---
title: "10x Faster Change Management. Compliance Included."
date: 2026-05-12
tag: infrastructure
authors:
  - ross
  - nick
url: https://eng.miragesecurity.ai/posts/10x-change-management/
---

In the last year we increased the throughput of code changes by 146%, adjusted for headcount. You don't break that kind of sound barrier without a few things breaking. We had to revamp our architecture, development process, release tooling, and more.

After doing all of that, one problem remained: human review.

As part of SOC 2 CC8.1, we need an auditable change management process. Changes must be authorized, tested, approved, and deployed in a controlled way. In practice, that means human review, or at least controls that prove no single person can unilaterally ship risky changes to production.

> **SOC 2 CC8.1**
>
> "The entity **authorizes**, designs, develops or acquires, configures, documents, **tests**, **approves**, and **implements** changes to infrastructure, data, software, and procedures to meet its objectives."

Our default pre-AI policy was simple: an engineer signs off on every pull request.
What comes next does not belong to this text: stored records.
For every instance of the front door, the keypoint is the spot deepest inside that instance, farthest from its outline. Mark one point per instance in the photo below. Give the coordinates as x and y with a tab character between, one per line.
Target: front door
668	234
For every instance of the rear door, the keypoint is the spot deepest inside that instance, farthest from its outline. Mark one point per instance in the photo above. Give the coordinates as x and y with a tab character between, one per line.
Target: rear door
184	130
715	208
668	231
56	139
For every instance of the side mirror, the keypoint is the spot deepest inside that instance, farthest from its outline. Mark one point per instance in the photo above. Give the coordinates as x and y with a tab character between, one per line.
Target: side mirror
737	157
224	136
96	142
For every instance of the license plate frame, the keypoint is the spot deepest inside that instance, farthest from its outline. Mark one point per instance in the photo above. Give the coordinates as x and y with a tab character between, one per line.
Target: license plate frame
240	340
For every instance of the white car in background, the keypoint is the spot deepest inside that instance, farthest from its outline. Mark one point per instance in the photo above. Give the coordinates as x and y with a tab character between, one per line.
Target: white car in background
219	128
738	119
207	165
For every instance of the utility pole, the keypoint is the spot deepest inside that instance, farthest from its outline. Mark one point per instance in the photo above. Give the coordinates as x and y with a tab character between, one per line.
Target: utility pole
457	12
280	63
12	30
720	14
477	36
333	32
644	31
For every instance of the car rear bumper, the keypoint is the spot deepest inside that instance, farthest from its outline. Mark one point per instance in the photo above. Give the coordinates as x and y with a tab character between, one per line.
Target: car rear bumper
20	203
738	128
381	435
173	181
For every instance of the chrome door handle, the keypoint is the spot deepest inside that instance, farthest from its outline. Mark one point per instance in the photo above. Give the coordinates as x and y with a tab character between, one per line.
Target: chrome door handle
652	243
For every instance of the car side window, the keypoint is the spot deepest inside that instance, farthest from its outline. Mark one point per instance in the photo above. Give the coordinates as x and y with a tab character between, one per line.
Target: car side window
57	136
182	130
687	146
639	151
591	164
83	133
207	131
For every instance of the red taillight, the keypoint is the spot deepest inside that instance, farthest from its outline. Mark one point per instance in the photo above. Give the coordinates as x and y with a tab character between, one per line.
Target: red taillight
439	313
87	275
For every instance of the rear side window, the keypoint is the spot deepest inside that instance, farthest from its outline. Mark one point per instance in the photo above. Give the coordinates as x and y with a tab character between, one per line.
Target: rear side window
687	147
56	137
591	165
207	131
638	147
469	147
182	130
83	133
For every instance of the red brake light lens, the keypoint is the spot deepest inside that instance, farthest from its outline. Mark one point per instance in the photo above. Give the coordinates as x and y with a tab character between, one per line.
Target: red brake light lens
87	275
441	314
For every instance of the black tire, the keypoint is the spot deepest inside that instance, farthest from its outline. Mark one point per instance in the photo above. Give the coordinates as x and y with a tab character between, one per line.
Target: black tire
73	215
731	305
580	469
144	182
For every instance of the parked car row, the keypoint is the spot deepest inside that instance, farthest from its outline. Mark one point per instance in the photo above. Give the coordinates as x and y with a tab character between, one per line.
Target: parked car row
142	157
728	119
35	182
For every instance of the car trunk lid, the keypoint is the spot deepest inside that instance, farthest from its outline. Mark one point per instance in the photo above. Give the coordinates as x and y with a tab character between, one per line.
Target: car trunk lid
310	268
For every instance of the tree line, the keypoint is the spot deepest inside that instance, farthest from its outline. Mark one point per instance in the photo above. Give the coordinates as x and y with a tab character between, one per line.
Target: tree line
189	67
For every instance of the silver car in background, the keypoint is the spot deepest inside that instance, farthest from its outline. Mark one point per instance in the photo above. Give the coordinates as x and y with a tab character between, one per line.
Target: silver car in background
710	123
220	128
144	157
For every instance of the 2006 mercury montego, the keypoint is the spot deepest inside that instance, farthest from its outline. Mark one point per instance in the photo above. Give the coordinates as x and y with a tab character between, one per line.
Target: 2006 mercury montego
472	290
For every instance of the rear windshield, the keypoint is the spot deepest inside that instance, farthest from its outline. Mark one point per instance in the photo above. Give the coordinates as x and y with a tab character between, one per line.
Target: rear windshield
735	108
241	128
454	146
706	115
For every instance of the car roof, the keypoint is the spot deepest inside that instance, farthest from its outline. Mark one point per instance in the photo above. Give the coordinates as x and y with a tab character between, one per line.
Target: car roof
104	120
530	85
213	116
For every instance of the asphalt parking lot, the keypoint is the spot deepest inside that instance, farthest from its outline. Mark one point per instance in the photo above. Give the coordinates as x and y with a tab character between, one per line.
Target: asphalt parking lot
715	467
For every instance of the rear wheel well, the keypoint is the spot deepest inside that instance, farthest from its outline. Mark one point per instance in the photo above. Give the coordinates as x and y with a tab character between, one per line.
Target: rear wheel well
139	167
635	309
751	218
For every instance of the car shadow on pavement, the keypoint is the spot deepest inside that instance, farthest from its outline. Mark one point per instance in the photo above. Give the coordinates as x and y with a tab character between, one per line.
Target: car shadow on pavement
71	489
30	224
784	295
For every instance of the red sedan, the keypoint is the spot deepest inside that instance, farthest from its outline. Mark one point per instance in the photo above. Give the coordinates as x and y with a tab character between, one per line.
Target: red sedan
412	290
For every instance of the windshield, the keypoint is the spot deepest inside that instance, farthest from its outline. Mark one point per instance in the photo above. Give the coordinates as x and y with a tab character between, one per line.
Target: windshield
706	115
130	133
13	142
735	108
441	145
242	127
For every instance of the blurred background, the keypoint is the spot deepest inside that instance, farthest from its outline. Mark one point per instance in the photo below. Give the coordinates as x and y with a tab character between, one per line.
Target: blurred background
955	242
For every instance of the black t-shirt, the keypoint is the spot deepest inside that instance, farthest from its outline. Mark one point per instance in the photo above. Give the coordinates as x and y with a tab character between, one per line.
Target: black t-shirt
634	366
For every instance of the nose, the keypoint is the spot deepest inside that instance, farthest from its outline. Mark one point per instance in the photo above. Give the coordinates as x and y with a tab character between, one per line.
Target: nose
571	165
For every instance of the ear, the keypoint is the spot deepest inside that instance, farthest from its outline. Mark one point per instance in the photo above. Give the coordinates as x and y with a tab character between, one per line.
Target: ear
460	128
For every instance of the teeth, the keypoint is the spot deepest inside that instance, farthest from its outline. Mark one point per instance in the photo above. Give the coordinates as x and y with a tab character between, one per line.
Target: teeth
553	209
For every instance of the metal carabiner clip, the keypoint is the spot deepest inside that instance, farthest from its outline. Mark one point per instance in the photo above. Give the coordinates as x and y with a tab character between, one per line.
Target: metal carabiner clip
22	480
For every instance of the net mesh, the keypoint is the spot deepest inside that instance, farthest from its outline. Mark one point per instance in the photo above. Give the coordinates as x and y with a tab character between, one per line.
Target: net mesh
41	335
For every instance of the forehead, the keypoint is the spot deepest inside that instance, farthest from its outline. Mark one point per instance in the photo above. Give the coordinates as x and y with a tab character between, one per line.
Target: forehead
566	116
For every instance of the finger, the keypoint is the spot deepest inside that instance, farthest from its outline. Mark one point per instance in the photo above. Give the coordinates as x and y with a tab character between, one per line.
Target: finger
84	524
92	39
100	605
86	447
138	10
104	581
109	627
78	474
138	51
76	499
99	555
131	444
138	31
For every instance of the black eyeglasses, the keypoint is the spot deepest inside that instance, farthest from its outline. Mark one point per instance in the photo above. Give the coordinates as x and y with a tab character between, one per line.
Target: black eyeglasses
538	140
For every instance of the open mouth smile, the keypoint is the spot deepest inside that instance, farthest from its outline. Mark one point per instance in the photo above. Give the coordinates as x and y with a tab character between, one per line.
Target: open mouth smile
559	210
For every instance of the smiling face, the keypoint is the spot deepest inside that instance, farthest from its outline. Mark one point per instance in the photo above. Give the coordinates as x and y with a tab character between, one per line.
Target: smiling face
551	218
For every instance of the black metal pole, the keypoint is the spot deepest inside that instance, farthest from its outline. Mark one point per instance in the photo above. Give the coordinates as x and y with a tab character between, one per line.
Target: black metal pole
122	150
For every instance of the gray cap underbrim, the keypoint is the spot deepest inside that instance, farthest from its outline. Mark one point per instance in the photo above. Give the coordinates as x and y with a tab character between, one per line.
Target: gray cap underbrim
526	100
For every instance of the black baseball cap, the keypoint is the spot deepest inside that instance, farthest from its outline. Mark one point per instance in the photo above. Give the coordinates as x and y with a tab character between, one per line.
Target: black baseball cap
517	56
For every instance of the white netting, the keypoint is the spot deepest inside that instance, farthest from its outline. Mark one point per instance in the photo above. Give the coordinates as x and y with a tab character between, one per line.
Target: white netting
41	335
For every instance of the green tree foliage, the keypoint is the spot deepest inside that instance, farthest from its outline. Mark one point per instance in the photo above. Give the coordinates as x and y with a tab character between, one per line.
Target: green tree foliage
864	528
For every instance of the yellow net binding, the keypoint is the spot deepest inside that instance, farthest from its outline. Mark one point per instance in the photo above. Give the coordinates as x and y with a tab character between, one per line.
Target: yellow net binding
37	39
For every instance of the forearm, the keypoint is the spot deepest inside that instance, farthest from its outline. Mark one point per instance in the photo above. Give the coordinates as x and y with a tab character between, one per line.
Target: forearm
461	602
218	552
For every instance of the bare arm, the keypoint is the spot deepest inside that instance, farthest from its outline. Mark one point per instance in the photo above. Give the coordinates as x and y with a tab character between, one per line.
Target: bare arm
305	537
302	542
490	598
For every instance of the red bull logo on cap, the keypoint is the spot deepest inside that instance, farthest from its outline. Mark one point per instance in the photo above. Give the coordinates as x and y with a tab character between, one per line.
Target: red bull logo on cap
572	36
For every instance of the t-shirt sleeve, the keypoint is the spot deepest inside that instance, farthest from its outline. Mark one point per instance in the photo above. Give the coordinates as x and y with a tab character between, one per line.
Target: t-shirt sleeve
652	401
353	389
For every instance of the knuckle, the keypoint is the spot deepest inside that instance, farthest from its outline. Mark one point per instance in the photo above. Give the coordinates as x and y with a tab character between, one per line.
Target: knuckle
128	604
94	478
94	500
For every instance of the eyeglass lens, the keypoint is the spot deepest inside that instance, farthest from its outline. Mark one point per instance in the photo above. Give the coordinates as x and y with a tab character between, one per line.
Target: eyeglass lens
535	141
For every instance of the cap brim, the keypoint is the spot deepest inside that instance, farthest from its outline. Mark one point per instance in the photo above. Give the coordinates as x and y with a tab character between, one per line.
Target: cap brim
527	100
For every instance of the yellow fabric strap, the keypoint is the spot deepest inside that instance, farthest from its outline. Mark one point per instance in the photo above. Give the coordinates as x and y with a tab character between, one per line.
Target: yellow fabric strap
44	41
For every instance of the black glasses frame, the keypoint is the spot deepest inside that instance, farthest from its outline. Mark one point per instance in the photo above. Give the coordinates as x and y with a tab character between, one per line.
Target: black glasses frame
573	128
As our throughput nearly doubled, that became a real bottleneck. We were shipping faster than ever, but the approval queue meant PRs sat waiting for a human to context-switch, review, and click the green button.

So we asked ourselves: is there a better way? One that maintains compliance, that we actually feel good about, and that doesn't slow us down?

After working through it with our auditors at Richey May, we landed on a policy and technical plan:

1. Define which parts of our codebase are high-risk and which are low-risk.
2. Low-risk changes get reviewed by an AI code reviewer and can merge when there are no remaining blockers.
3. High-risk changes still require a human reviewer who is not the PR author.
4. Every AI-approved merge gets retroactively reviewed by a human on a weekly basis, covering the full population (not a sample). This acts as a catch-all in case there are gaps in automation that we then use as feedback to iterate on our tooling.
5. All of this is codified in CI/CD scripts so the process is auditable and not prone to human error.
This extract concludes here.